Identity

avatar
Created by
Kyle Dev

Cards (34)

  • Zero Trust Model is a security model that operates on the principle of "trust no one, verify everything."
  • Identity becomes the primary security perimeter.
  • Primary security perimeter defines the first line of defense and its security controls that protect a company's cloud resources and assets.
  • Network-Centric way (old way) is traditional security focused on firewalls and VPNs since there were few employees or workstations outside the office or they were in specific remote offices.
  • Identity-Centric way (New way) is where you bring your own devices, remote workstations is much more common but we can't trust if the employee is in secure location. And MFA or providing provisional access based on level of risk is used.
  • Identity-Centric way does not replace but augments Network-centric way.
  • Identity Security Controls you can implement on AWS to meet the Zero Trust Model:
    1. IAM Policies
    2. Permission Boundaries
    3. Service Control Policies (Organization-wide Policies)
    4. IAM Policy Conditions
  • Sample IAM Policy Conditions:
    1. aws:SourceIP - restrict on IP Address
    2. aws:RequestedRegion - Restrict on Region
    3. aws:MultiFactorAuthPresent - Restrict if MFA is tuned off
    4. aws:CurrentTime - Restrict Access based onn time of day
  • Directory Services maps the names of network resources to their network addresses.
  • Directory service is a shared information infrastructure for locating, managing, administering and organizing resources.
  • Example of Directory Services:
    1. Domain Name service
    2. Microsoft Active Directory
    3. Apache Directory Server
    4. Oracle Internet Directory (OID)
    5. OpenLDAP
    6. Cloud Identity
    7. Jump Cloud
  • Identity Provider (IdP) is a system entity that creates, maintains, and manages identity information for principals and also provides authentication services to applications within a federation or distributed network.
  • Federated Identity is a method of linking a user's identity across multiple separate identity management systems.
  • Examples of Federated Identity:
    1. OpenID - is about providing who are you
    2. OAuth2.0 - is about granting access to functionality
    3. SAML - single sign on via web browser
  • Single sign-on (SSO) is an authentication scheme that allows a user to log in with a single ID and password to different systems and software.
  • Login for SSO is seamless, where once a user is logged into their primary directory they are not presented with another login screens.
  • Lightweight Directory Access Protocol (LDAP) is an open, vendor-neutral, industry standard application protocol for accessing and maintaining distributed directory information services over an IP network.
  • Multi-Factor Authentication (MFA) a security control where after you fill in your credentials, you have to use a second devices such as a phone to confirm that it is you logging in.
  • Security Key is a secondary device used as second step in authentication process to gain access to a device, workstation or application.
  • AWS Identity and Access Management (IAM) you can create and manage AWS users and groups, and use permissions to allow and deny their access to AWS resources.
  • IAM Policies are JSON documents which grant permissions for a specific user, group, or role to access services.
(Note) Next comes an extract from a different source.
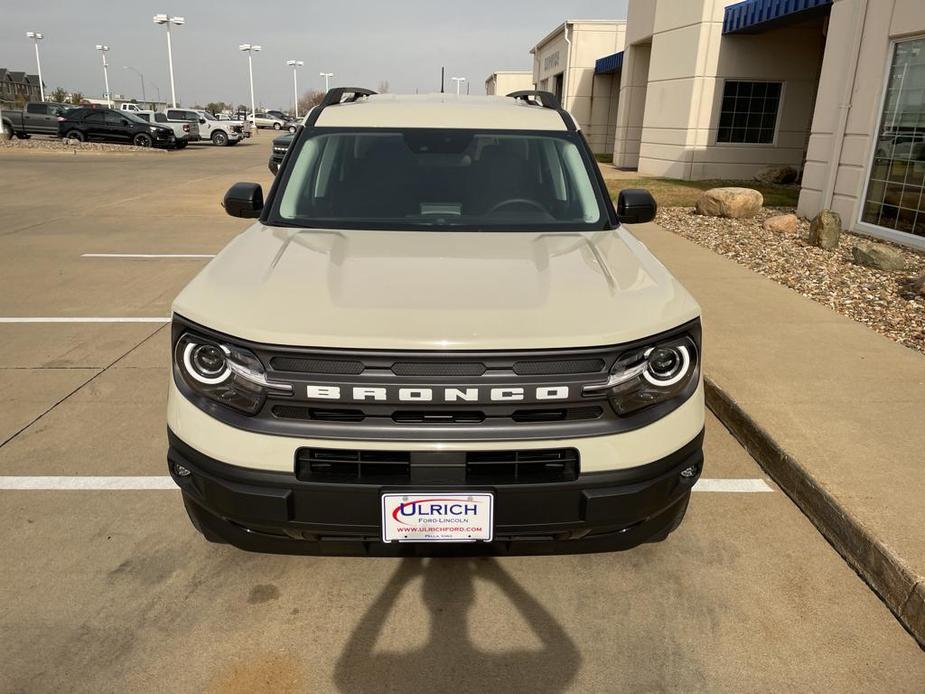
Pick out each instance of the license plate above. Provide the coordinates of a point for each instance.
(437, 517)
Policies are attached to IAM Identities.
  • IAM Permission is an API actions that can or cannot be performed. They are represented in the IAM Policy document.
  • IAM Users are end users who log into the console or interact with AWS resources programmatically or via clicking UI interfaces.
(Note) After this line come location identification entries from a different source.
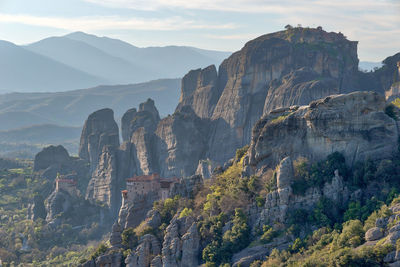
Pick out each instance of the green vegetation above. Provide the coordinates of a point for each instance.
(317, 174)
(45, 245)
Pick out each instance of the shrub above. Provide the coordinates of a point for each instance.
(129, 238)
(185, 212)
(268, 234)
(241, 152)
(352, 234)
(389, 110)
(101, 249)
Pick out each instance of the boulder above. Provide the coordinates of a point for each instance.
(104, 186)
(143, 256)
(354, 124)
(147, 117)
(99, 130)
(285, 173)
(115, 237)
(37, 209)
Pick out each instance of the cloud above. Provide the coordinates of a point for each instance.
(250, 6)
(248, 36)
(112, 23)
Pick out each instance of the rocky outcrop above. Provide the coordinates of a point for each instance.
(99, 130)
(104, 187)
(354, 125)
(58, 202)
(299, 87)
(373, 234)
(37, 209)
(181, 243)
(301, 63)
(115, 237)
(147, 117)
(114, 259)
(281, 201)
(55, 160)
(187, 187)
(200, 91)
(132, 214)
(148, 247)
(181, 143)
(218, 110)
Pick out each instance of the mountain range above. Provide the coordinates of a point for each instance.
(79, 60)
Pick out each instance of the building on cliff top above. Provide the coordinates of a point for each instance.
(140, 186)
(66, 184)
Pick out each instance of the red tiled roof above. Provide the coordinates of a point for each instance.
(67, 181)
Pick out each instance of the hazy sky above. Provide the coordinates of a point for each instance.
(211, 24)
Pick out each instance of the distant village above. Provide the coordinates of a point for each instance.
(136, 187)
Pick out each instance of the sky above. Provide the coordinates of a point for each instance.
(214, 24)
  • IAM Groups - they group up your users so they all share permission levels of the group. Ex: Administrators, Developers, auditors and etc.
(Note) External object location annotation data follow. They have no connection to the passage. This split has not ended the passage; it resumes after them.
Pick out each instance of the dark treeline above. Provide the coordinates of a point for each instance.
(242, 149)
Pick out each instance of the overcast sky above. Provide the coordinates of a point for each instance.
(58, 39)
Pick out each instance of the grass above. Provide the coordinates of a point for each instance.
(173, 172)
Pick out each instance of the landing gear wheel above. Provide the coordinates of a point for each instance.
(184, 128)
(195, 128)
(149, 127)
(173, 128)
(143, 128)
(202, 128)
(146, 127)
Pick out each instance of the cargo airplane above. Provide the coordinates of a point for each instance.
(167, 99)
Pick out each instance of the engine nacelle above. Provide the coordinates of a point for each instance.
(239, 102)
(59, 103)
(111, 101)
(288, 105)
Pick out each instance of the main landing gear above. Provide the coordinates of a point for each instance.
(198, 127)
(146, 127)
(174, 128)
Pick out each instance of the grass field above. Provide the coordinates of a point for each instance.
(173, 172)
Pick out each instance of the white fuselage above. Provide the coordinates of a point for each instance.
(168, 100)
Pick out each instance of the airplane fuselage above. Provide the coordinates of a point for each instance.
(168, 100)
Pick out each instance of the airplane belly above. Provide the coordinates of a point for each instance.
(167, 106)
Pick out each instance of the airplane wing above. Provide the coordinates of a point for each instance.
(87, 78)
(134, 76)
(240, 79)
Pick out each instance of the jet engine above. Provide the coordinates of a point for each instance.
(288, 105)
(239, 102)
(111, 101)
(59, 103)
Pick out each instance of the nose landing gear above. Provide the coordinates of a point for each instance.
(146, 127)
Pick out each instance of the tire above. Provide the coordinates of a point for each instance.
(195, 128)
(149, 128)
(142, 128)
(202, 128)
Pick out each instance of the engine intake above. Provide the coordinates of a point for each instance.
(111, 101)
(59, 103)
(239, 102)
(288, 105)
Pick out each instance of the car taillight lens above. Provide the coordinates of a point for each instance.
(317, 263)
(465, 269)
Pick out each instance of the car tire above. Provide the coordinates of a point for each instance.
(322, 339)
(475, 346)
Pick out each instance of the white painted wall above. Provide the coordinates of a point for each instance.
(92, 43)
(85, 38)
  • IAM Policies are written in JSON and contain the permission which determine what API actions are allowed or denied.
  • Principle of Least Privilege (PoLP) is the computer security concept of providing a user, role, or application the least amount of permissions to perform an operation or action.
  • Just-Enough-Access (JEA) is permitting only the exact actions for the identity to perform a task.
  • Just-in-time (JIT) is permitting the smallest length of duration an identity can use permissions.
  • Risk-based Adaptive Policies is when each attempt to access a resource generates a risk score of how likely the request is to be from a compromised source. Could factor from device, user location, IP address and etc.
  • AWS Account is the account which holds all your AWS resources.
  • AWS Account Root User is a special account with full access that cannot be deleted.
  • AWS Account User is a user for common tasks that is assigned with permission.
  • Tasks that only Root User can perform:
    1. Change your account settings.
    2. Restore IAM user permissions.
    3. Activate IAM access to the Billing and Cost Management console.
    4. View certain tax invoices.
    5. Close your AWS account.
    6. Change or Cancel AWS Support plan.
    7. Register as a seller in the Reserved Instance Marketplace
    8. Enable MFA Delete on an S3 Bucket
    9. Edit Amazon S3 bucket policy
  • AWS Single Sign-on is where you create, or connect, your workforce identities in AWS once and manage access centrally across your AWS organization.